Mina Khan
Mina Khan asked Maya Corrigan:

What are the most essential ingredients for a good mystery?

Maya Corrigan Mysteries have a lot of similarities to cakes. Cakes start with the same basic ingredients—flour, eggs, fat, and sugar. Different proportions and more ingredients produce variations like pound or sponge cakes, chocolate, lemon, or carrot cakes. Similarly, mysteries start with the same essential ingredients—a crime, characters affected by it, clues, and closure. Endless variations in the mystery plot derive from an emphasis on one or another of the basic elements and the added ingredients.
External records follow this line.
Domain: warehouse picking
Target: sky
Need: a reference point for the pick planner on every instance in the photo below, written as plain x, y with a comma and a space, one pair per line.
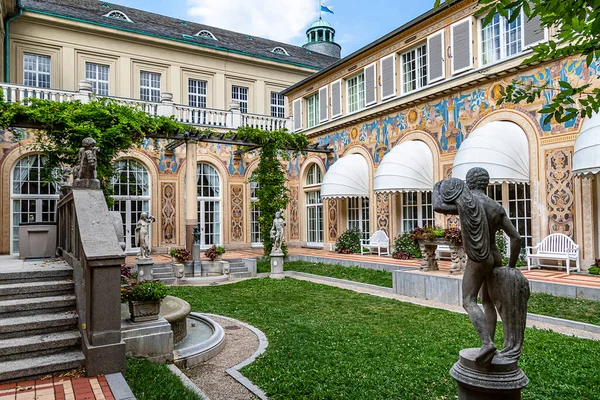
356, 22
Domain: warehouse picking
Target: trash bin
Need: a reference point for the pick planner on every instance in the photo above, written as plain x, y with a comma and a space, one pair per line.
37, 240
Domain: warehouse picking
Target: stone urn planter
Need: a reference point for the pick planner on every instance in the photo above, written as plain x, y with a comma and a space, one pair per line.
429, 262
147, 310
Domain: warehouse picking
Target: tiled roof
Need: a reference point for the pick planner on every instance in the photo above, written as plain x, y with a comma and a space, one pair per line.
147, 23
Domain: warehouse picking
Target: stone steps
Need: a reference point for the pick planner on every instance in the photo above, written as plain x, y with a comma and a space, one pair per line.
37, 345
39, 333
37, 324
29, 306
28, 368
35, 289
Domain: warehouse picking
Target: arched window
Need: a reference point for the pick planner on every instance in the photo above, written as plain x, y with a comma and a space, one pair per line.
209, 205
118, 15
33, 199
314, 206
206, 35
254, 216
131, 193
280, 50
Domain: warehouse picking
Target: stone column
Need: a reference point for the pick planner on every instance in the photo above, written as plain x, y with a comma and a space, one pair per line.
191, 193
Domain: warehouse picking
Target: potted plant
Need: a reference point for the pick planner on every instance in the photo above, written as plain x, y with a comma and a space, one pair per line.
214, 253
144, 299
179, 255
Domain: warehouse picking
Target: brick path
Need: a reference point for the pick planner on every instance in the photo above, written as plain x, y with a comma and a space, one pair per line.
57, 388
544, 275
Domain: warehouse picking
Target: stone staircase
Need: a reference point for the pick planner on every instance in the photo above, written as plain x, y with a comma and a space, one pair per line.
164, 273
38, 323
238, 269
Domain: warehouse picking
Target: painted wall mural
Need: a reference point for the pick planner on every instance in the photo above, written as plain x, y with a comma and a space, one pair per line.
559, 186
237, 213
168, 220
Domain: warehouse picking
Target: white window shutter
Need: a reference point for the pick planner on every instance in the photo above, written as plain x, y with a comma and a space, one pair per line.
323, 104
371, 84
388, 77
436, 67
297, 108
533, 31
336, 98
462, 45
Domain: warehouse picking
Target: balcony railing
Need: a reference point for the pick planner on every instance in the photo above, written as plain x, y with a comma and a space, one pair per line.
202, 117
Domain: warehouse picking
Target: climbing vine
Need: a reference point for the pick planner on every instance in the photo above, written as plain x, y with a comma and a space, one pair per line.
272, 193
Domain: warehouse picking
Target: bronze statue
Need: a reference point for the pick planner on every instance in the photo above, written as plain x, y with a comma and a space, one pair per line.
502, 289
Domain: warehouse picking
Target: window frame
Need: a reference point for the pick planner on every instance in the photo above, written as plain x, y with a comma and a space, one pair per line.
152, 90
423, 68
358, 93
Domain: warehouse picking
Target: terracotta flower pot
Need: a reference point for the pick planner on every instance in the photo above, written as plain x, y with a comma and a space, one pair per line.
144, 310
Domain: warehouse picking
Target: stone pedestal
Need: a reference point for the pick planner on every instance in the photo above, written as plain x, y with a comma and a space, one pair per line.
145, 266
276, 267
501, 380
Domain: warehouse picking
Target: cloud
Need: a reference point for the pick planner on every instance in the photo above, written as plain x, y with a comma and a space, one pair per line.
282, 20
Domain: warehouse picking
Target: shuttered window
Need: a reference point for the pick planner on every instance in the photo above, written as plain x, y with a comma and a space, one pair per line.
388, 77
414, 69
323, 104
370, 84
435, 57
533, 31
462, 46
336, 99
312, 110
297, 109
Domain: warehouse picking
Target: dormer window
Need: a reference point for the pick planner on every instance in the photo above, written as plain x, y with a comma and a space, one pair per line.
206, 35
118, 15
280, 50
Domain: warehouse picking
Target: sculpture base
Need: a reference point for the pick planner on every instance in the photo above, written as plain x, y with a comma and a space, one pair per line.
145, 266
277, 267
502, 379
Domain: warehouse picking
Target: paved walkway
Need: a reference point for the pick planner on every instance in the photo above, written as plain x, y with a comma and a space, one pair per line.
544, 275
95, 388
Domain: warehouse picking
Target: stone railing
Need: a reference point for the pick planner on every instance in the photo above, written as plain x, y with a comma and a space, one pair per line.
219, 119
88, 242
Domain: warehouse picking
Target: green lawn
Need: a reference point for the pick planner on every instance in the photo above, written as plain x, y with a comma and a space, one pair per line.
328, 343
155, 382
539, 303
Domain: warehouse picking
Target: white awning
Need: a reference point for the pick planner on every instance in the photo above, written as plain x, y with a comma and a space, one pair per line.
347, 177
500, 147
586, 159
408, 167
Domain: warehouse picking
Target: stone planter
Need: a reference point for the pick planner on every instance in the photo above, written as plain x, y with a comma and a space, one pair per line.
144, 310
429, 262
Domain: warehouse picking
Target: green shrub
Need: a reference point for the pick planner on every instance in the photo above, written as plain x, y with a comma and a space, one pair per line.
349, 242
405, 247
144, 291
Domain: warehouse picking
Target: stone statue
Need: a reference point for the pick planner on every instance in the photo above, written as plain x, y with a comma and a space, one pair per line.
142, 237
87, 163
66, 176
196, 234
503, 289
277, 234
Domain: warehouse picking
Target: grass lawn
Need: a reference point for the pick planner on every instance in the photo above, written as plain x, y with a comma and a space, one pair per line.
539, 303
329, 343
155, 382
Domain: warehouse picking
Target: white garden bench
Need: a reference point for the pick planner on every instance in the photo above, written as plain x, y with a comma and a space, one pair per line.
556, 246
379, 240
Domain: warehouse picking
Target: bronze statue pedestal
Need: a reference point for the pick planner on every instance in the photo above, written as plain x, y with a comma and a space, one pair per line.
501, 380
A mystery starts with questions about a crime, usually who committed it and why. A professional or an amateur detective arrives at the answers by gathering clues from physical evidence and through interactions with the characters. Because crime is a traumatic event, it changes everyone involved: the victim’s family and friends, the culprit, the suspects, and the detective. Most mysteries end with some type of closure: the crime solved, the truth revealed, and some form of justice, not always within the confines of the law.

Depending on the writer, the emphasis in a mystery can be on the puzzle element, character development, or even the social milieu in which the crime occurred. Some added ingredients that I appreciate in a mystery are humor, irony, and wit to leaven the serious subject of crime.

Thank you for asking this question, Mina.